A special retrieval method is used for the RE Task. Because for this task, the entities for each test instance are given, we easily could list all possible relations (compare Table 3). We could use them to find similar relations in the train set. If we find more then one, we decide for the one, with highest sentence similarity.

For the RE Task, a special retrieval method is employed. As entities for each test instance are provided, all possible relations can be listed based on Table 3. These relations can then be used to find relations of the same type, and with the same domain and range in the train set. If multiple similar relations are found, the one with the highest sentence similarity is selected.

4.3 Extraction of Software Entities

The extraction of software entities from scientific texts represents a specialized challenge within the realm of NER, targeting the identification of software entities across four distinct categories ranging from applications to operating systems. Furthermore, this task extends beyond mere identification, seeking to understand the intent behind each mention of software entities-whether it pertains to creation, usage, deposition, or mere citation.

We address this challenging task using LLMs, despite their high demands on resources and time, especially when processing extensive publications with sparse relevant text. Our approach includes a pipeline strategy that prioritizes selecting relevant text passages for LLM analysis, improving efficiency by filtering out unrelated content. This method’s success depends on the selection accuracy, directly impacting recall. However, the trade-off for reduced computational costs justifies the potential minor decrease in recall. Our performance optimization employs a hybrid method, combining a fine-tuned NER model for sentence selection with LLMs for information extraction. This approach faces limits, notably when sentences crucial for analysis are missed in the selection phase, capping the LLM extraction phase’s accuracy as indicated by an initial sentence classification task recall of 0.882 (0.884 F1). This establishes a theoretical limit on extraction accuracy due to potential false negatives, illustrating a balance between efficiency and the precision constraints of LLMs in detailed text analysis.

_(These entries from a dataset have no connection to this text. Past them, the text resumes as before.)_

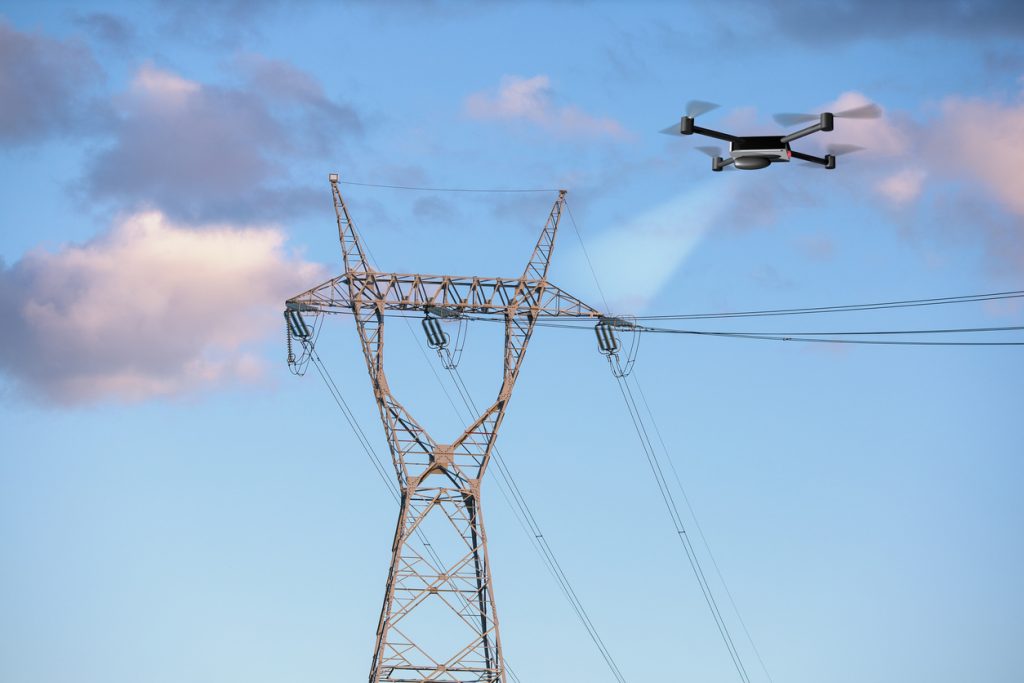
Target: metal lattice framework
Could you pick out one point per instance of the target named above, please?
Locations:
(439, 481)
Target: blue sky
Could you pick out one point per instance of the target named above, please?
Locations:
(175, 506)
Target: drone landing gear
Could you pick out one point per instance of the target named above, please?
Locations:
(828, 161)
(717, 163)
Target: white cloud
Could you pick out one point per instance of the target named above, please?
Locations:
(148, 309)
(531, 99)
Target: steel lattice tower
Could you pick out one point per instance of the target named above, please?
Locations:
(439, 480)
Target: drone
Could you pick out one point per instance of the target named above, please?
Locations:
(752, 153)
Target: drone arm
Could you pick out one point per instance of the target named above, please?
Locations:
(824, 124)
(828, 161)
(714, 133)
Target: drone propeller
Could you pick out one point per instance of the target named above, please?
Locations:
(695, 108)
(869, 111)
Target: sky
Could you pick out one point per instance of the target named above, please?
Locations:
(175, 506)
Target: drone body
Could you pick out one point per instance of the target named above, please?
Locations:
(751, 153)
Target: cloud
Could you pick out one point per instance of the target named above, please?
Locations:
(108, 29)
(983, 140)
(201, 152)
(530, 99)
(150, 309)
(902, 186)
(45, 86)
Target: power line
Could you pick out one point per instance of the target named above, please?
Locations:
(696, 522)
(607, 308)
(450, 189)
(670, 501)
(828, 340)
(677, 522)
(970, 298)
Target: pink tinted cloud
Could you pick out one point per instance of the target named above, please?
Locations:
(531, 99)
(902, 186)
(984, 140)
(148, 309)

4.4 Extraction of Software Attributes

Following the identification of software entities within scientific texts, a further nuanced aspect of NER and IE tasks emerges in the extraction of associated software attributes. These attributes encompass a wide array of specific details, the version, developer, citations, URLs, release dates, abbreviations, licenses, extensions, software co-references, and alternative names. We used a similar approach as for subtask 1, and utilised train sample retrieval to augment the task description in a few shot setup. For each sample, including those derived from few-shot learning, the process entails presenting the sentence containing the software entity(ies) and then predicting a JSON list of identified entities along with their respective attribute types.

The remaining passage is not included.